"Desember ini final dari Eropa. Kita sudah melakukan hearing, sudah datang ke sana, termasuk dengan pengacara masing-masing perusahaan. Setelah ini, mereka tinggal memutuskan," kata Dirjen Perdagangan Luar Negeri Kementerian Perdagangan Indrasari Wisnu Wardhana, seperti dikutip dari Antara, Selasa, 26 November 2019.
Indra memaparkan tuduhan antisubsidi biodiesel yang dilakukan UE telah dimulai dengan inisiasi sejak Desember 2018. Sejumlah proses pun telah dilalui, mulai dari kuesioner penyelidikan, verifikasi lapangan, dengar pendapat (hearing), sampai pengenaan bea masuk sementara.

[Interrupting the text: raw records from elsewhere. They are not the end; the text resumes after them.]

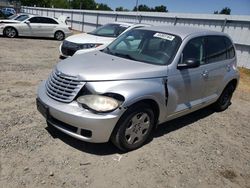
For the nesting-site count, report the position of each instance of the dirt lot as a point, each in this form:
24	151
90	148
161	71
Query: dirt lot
204	149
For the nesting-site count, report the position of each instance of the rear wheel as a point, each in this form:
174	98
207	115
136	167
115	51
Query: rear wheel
224	100
134	127
10	32
59	35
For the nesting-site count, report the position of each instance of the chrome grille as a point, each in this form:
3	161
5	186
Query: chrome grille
62	87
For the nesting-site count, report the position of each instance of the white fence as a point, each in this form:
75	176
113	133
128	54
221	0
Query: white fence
238	27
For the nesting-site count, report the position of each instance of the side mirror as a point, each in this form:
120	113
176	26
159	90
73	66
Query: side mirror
189	63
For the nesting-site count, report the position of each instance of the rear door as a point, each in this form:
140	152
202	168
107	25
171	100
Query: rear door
189	84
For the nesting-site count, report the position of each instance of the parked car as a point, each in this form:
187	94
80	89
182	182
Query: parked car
145	77
95	40
37	26
8	11
16	18
2	15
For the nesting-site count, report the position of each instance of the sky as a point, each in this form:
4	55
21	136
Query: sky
238	7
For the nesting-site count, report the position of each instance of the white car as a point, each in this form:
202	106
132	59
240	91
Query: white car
37	26
95	40
15	18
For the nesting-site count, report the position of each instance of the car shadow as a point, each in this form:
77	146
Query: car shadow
183	121
35	38
109	149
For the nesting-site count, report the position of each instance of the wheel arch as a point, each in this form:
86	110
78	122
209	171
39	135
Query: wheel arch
17	34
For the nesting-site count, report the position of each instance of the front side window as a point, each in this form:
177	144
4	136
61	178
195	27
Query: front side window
21	18
109	30
194	50
215	49
145	46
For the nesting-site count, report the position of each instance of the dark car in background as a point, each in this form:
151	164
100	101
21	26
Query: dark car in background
8	11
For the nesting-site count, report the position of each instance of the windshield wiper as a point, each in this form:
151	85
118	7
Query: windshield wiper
127	56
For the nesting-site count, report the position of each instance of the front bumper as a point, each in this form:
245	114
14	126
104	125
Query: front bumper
73	120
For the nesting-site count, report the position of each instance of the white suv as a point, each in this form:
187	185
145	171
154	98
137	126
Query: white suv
95	40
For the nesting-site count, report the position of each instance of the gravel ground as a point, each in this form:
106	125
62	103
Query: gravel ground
203	149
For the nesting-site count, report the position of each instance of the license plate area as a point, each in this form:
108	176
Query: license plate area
42	108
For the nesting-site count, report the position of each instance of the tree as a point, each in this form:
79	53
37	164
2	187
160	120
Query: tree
121	9
83	4
102	6
161	8
225	10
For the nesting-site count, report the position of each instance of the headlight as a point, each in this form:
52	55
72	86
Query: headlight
88	45
98	103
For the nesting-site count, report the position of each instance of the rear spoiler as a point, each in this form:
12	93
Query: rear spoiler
63	19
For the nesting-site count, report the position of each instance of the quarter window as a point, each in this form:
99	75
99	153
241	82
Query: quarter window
42	20
194	50
215	49
230	48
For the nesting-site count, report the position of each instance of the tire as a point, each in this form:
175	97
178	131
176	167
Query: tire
134	127
224	100
10	32
59	35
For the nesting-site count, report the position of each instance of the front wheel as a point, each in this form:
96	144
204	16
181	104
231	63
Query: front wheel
134	127
224	100
59	35
10	32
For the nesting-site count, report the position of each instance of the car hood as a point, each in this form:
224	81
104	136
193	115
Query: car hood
99	66
87	38
9	21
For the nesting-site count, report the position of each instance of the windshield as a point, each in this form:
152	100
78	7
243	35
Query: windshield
21	17
145	46
109	30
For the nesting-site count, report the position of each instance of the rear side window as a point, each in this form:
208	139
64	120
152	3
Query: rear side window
194	50
215	49
48	21
230	48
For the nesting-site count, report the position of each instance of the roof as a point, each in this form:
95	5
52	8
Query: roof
182	31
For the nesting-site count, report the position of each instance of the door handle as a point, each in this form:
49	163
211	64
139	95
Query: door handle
228	67
204	74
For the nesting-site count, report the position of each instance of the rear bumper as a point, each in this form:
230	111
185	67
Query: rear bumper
77	122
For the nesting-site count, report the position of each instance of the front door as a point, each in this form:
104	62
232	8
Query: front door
188	84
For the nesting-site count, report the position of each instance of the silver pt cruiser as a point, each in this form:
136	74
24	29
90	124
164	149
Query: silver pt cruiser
145	77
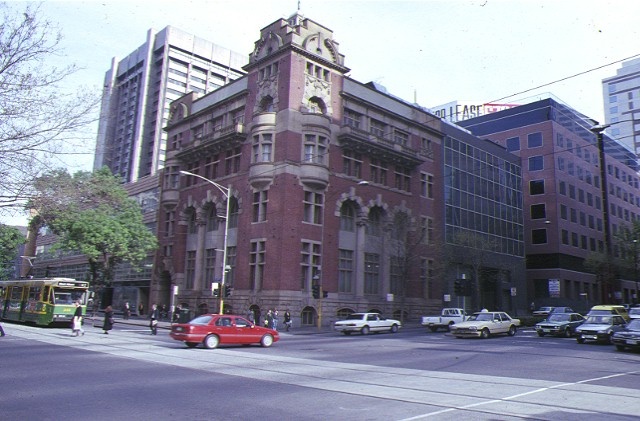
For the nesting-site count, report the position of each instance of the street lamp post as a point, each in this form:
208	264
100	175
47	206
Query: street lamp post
226	191
598	130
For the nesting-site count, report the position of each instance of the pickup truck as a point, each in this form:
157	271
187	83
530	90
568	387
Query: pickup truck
448	317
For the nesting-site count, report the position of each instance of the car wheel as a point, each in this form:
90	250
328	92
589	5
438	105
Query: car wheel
266	341
211	341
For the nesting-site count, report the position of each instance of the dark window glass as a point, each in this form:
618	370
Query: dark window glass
534	140
513	144
539	236
536	187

Sejak September lalu hingga saat ini, UE telah mengenakan Bea Masuk Anti Subsidi (BMAS) untuk produk biodiesel Indonesia sebesar 8-18 persen. Pemerintah berharap agar dalam keputusan final tersebut, UE dapat menerima sepenuhnya argumen yang disampaikan Indonesia sehingga mampu menurunkan, bahkan menghilangkan besaran tarif bea masuk biodiesel.

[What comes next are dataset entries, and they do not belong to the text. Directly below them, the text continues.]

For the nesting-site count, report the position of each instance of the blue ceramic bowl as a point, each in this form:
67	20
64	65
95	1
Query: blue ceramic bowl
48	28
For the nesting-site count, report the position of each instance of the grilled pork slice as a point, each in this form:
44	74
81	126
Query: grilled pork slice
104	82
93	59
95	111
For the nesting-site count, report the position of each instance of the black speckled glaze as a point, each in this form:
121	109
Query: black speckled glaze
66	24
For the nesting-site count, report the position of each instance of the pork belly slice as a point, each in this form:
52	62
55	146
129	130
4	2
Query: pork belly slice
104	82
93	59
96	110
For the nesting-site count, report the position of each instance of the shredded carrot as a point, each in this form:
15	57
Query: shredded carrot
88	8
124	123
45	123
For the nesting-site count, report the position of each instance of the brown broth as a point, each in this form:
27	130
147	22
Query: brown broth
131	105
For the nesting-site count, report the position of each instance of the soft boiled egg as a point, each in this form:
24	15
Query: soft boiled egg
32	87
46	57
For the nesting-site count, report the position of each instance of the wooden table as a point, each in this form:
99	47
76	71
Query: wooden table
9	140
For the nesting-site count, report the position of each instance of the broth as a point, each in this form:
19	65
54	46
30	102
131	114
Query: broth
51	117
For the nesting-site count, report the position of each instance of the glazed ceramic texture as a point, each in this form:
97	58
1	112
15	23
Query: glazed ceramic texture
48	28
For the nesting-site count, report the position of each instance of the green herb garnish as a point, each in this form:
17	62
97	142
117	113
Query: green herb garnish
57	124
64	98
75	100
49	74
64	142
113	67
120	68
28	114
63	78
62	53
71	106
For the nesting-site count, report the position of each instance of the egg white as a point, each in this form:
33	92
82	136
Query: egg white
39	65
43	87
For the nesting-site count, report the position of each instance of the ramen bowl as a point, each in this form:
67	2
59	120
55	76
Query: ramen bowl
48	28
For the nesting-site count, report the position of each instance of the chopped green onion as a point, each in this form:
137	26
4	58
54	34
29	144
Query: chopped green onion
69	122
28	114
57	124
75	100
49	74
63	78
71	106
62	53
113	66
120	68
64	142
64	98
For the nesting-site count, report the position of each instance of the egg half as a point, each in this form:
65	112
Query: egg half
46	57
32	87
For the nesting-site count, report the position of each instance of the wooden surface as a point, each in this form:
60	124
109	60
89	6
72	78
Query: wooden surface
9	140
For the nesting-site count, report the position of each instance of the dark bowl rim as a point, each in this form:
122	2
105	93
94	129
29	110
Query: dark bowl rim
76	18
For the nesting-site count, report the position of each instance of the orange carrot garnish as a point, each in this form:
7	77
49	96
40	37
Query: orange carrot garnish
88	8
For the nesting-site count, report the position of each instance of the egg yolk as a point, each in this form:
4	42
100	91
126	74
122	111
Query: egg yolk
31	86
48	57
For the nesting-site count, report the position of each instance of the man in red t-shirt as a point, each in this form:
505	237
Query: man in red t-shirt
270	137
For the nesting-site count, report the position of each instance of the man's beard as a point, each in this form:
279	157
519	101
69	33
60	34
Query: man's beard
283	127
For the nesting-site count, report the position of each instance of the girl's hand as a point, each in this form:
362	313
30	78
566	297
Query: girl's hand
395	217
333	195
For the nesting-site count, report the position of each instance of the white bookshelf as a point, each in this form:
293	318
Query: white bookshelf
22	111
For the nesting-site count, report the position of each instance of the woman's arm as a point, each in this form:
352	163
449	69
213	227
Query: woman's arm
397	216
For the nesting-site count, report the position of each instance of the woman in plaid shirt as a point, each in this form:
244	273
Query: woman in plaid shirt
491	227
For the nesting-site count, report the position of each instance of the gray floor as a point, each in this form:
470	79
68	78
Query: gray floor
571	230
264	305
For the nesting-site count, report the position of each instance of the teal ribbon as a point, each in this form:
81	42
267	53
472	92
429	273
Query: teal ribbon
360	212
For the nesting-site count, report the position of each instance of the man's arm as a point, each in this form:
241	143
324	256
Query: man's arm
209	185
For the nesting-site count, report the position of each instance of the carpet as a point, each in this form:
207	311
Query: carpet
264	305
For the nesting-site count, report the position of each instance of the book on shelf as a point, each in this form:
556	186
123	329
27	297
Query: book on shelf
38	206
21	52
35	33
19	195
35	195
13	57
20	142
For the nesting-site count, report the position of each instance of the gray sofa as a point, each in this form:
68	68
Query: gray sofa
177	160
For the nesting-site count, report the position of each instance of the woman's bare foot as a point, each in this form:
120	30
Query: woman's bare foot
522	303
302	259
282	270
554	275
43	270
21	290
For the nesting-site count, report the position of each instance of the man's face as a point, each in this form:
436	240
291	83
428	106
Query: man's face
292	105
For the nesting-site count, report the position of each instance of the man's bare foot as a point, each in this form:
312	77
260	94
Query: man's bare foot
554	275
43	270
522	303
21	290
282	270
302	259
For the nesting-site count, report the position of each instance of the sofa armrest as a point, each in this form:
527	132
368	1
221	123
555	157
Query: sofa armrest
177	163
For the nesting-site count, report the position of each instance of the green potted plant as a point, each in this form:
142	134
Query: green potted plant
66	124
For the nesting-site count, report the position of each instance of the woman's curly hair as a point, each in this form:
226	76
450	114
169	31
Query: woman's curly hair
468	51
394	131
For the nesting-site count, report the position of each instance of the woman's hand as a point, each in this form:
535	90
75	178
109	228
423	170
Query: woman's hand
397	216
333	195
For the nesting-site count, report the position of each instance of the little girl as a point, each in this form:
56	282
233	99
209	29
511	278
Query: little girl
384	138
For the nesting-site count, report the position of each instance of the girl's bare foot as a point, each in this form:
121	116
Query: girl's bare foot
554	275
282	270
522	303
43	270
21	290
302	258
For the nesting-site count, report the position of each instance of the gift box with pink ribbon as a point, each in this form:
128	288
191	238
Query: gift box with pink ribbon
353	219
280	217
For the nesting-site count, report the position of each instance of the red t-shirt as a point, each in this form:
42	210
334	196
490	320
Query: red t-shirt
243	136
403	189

"Berubah mungkin angkanya, bisa hilang, bisa turun. Perusahaan kan sudah menyampaikan data-datanya. Dengan data tersebut, kami harapkan kalaupun dikenakan (tarif), masih turun, tidak sampai kemarin sampai 18 persen," kata Indrasari.
Jika keputusan akhir UE mencabut pengenaan bea masuk antisubsidi, bea masuk sementara yang sudah dibayar para eksportir biodiesel Indonesia akan dikembalikan. Di sisi lain, jika UE justru tetap mempertahankan pengenaan BMAS sebesar 8-18 persen, Pemerintah Indonesia akan menggugatnya lewat Organisasi Perdagangan Dunia (WTO).
Kasus tuduhan antisubsidi biodiesel ini merupakan satu dari tujuh kasus yang saat ini tengah ditangani Indonesia. Enam kasus lainnya, yakni dua kasus dari Amerika Serikat untuk produk biodiesel dan utilisasi turbin angin.
Selanjutnya, dari Uni Eropa untuk produk baja hot rolled stainless steel sheet and oils; dan tiga kasus dari India untuk produk cast copper wire rods, flat stainless steel dan fiberboard.